第12章 月の国の一族
「尻叩き千回?いいなそれ、やってやろうか。空」
「「「!!?」」」
突然、どこからともなく聞こえた声に皆が驚く。
そして声が聞こえた方を振り返ると、一人の男が信長の脇息に肘を乗せて寛いでいた。
「……父上」
驚愕と動揺、そして畏怖の情が込められた声が空臣から漏れる。
男はとても美しかった。
空臣のようなあどけなさが残る顔立ちとはまた違い、妙齢とも青年ともとれない雰囲気が逆にとてつもない色気を醸し出している。
自慢ではないが、今まで数多の美しいと言える女を見てきた信長と秀吉にとっても衝撃だった。

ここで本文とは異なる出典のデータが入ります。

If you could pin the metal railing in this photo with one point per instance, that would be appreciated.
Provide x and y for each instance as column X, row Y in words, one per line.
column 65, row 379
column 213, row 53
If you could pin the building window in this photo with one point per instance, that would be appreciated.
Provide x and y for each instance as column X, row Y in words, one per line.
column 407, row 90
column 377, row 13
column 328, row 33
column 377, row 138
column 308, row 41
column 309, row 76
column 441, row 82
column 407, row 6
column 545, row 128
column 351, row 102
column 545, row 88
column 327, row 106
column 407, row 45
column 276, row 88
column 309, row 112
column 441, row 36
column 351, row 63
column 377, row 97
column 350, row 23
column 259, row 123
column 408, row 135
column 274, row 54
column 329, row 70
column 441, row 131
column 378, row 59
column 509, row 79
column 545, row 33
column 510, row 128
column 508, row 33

こんなに美しい男がこの世にいたのかと、不覚にも呆気にとられた。
「初めまして織田信長。この度はうちの莫迦息子が迷惑をかけた」
「…ほう、貴殿が空臣の父か」
「ああ。継国陽臣だ」
陽臣と名乗った男はゆっくりと立ち上がり、信長達の方へ歩み寄った。
この場にいる何人が気づいただろう。
少なくとも華音と空臣には分からない。
今、恐ろしいことが起こっていた。
将軍ですら、上座に座り信長の脇息を使うのを是としない信長が、陽臣相手には怒りの気配の欠片も見せないのだから。
それどころか、初めて華音と会った時と同じような好意すら感じる。
初対面なのに“貴様”ではなく“貴殿”と呼んでいるのも。
「それと、竹千代と彦太郎も世話になっている」
「ではやはり貴殿が、彼奴らが言っていた“師範”か」
「懐かしい呼び方だな」
陽臣はうっそりと目を細める。
その穏やかな笑みは今まで見たことがないほど美しく、そして誰かに酷似していた。
「奴等を呼ぶか?」
「いや、また今度にしておく。今日の用向きはこの莫迦息子とそこにいるお姫様だ」
陽臣は空臣の頭を掴み、華音の方を向いた。
予想していたのか、華音に驚愕や動揺の目は見られなかった。
「初めまして、俺は継国陽臣」
「…お初にお目にかかります。私は継国華音です」
「!」
「はぁ!?」
華音はいつか言おうとは思っていたが、このような形で言う事になるとは思っていなかった。
しかし、ここまで来れば話さなければならない。
自分が“どこから”来たのかを。